A brand-new bacterial species has been found aboard the RMS Titanic, which is contributing to its deterioration. The discovery reveals a potential new microbial threat to the exterior of ships and underwater metal structures such as oil rigs.
The researchers, who report their findings in the latest issue of the International Journal of Systematic and Evolutionary Microbiology published on 8 December, isolated the micro-organisms from a 'rusticle', collected from the RMS Titanic, 3.8 km below the ocean surface.
The novel bacterium has been named Halomonas titanicae by the scientists from Dalhousie University, Halifax, Canada and the University of Sevilla, Sevilla, Spain.
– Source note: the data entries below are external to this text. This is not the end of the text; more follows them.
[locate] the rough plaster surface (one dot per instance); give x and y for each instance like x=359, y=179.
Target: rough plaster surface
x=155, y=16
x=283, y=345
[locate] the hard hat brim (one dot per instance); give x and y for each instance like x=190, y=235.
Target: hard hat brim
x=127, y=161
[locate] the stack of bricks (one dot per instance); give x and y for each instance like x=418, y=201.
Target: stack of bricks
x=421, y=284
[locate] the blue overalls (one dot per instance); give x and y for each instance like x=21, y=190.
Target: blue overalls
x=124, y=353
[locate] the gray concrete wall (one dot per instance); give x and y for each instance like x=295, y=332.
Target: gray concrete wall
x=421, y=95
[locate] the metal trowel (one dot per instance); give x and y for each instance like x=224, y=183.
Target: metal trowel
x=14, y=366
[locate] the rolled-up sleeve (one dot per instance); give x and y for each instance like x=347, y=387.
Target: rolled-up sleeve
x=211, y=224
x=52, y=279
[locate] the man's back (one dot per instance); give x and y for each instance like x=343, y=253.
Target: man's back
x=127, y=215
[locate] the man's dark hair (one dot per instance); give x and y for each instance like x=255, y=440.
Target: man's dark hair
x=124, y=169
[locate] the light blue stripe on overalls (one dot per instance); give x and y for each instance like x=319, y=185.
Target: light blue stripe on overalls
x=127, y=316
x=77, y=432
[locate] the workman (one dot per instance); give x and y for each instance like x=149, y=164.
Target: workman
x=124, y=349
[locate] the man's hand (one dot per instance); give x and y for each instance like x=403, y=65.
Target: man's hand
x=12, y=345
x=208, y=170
The team also tested the rusting ability of the bacterium - and found that it was able to adhere to steel surfaces, creating knob-like mounds of corrosion products, which they will be reporting in an upcoming paper.
A similar bacterial corrosive process is thought to be responsible for the formation of the rusticles which resemble rusty icicles that adorn the hull of the RMS Titanic. While these appear to be solid structures, rusticles are highly porous and support a complex variety of bacteria, suggesting that H. titanicae may work in conjunction with other organisms to speed up the corrosion of the metal.
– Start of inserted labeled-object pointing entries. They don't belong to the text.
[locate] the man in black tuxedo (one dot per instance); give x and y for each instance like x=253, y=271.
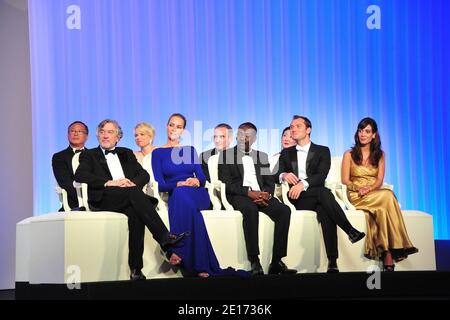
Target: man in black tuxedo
x=115, y=180
x=223, y=133
x=77, y=134
x=305, y=167
x=249, y=188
The RMS Titanic was made up of 50,000 tons of iron and has been progressively deteriorating for the past 98 years. Lead researchers Dr Bhavleen Kaur and Dr Henrietta Mann, from Dalhousie University explained that the role of microbes in this process is now starting to be understood. "We believe H. titanicae plays a part in the recycling of iron structures at certain depths. This could be useful in the disposal of old naval and merchant ships and oil rigs that have been cleaned of toxins and oil-based products and then sunk in the deep ocean."
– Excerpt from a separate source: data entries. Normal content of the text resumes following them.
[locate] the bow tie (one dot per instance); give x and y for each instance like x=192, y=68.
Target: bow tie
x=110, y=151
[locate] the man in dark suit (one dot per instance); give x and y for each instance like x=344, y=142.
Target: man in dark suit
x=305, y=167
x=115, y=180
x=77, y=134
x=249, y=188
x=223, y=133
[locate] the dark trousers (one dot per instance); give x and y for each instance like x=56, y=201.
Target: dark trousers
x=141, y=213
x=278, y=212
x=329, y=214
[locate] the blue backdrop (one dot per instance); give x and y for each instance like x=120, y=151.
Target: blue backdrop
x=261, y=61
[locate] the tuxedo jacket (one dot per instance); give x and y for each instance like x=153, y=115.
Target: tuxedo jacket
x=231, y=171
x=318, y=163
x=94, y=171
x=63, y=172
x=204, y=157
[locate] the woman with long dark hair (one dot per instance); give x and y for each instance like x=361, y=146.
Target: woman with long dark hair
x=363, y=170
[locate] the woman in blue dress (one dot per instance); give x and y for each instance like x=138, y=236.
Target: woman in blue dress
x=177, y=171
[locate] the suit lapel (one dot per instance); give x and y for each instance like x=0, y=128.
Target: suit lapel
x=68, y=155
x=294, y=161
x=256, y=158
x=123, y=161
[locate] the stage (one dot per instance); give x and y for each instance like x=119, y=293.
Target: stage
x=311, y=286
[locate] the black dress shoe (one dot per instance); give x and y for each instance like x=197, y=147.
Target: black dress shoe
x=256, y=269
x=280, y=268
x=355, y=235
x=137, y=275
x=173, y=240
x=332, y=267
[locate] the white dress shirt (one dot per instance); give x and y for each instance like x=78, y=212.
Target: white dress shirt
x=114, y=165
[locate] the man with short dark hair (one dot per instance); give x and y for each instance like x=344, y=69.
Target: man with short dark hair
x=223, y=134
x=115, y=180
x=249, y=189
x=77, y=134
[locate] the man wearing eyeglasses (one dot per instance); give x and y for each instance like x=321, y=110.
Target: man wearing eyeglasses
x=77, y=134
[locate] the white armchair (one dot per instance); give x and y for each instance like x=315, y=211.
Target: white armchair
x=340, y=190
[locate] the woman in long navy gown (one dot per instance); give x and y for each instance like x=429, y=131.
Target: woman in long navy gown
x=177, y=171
Dr Kaur and Dr Mann believe that the findings have opened up further areas of research that could have applications for industry. "We don't know yet whether this species arrived aboard the RMS Titanic before or after it sank. We also don't know if these bacteria cause similar damage to offshore oil and gas pipelines," they said. "Finding answers to these questions will not only better our understanding of our oceans, but may also equip us to devise coatings that can prevent similar deterioration to other metal structures."